The three doctrines considered in this chapter have common themes that make it useful to consider them together. They are each concerned with a situation in which the exchange between the parties turns out to be very different from what was expected. In the case of mistake, this is caused by a serious factual error made by one or both parties at the time of contracting, so that the contract is premised on incorrect information. By contrast, impracticability and frustration arise when there is no false premise at the time of contracting, but events change drastically enough after formation to belie the original expectation of the parties. An issue of mistake, impracticability, or frustration may be raised at various stages after formation of the contract and for the purpose of achieving different ends. For example, before performance is due, it may be used to excuse the prospective performance. After performance has been rendered, it could be used as a defense to a claim that the performance fell short of that called for by the contract. Most commonly, its effect is termination of the contract, but sometimes adjustment of the contract terms is the more appropriate remedy.
Each doctrine poses two central questions that will be constant themes in our discussion:
Materiality—How fundamental is the discrepancy between the expected and the actual exchange? This question is concerned with the impact of the mistake or altered circumstances on the bargain reasonably anticipated by the parties. Relief is only available when the impact is so material that it changes the very basis of their bargain.

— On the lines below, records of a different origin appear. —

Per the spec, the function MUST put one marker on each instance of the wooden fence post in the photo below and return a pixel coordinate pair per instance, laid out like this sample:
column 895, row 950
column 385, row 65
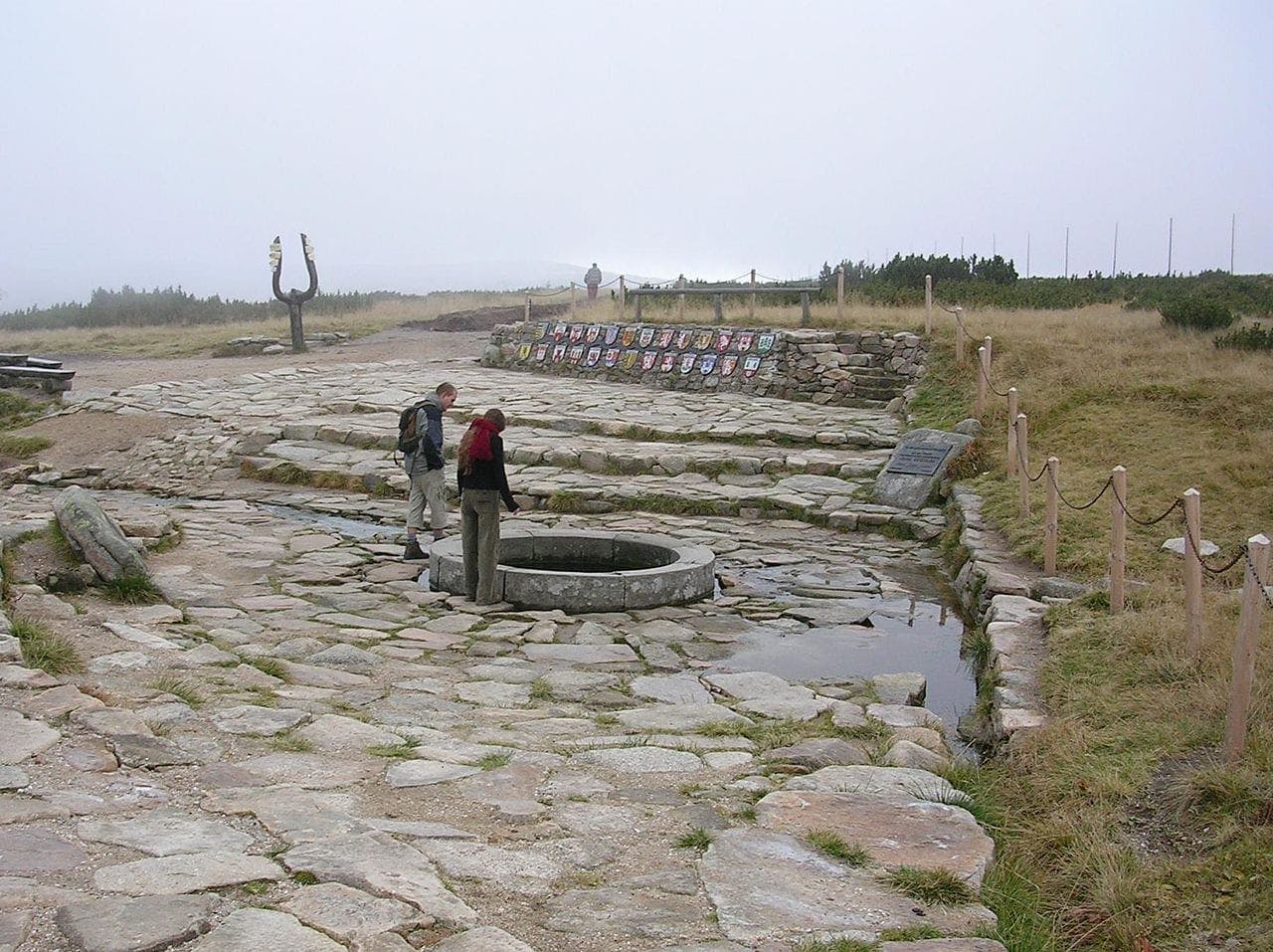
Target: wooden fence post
column 1051, row 520
column 1191, row 500
column 1244, row 647
column 982, row 363
column 1023, row 463
column 1118, row 540
column 1012, row 432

Risk—Which party should be made to bear the consequences of this defeat of the original expectations? The fact that original expectations have been fundamentally upset only justifies relief if the party seeking it does not bear the risk of this upset. The allocation of risk may be clear from the terms of the contract, or it may have to be established by interpretation from the circumstances of the transaction. The determination of risk allocation is a crucial aspect of the judicial inquiry in all these cases.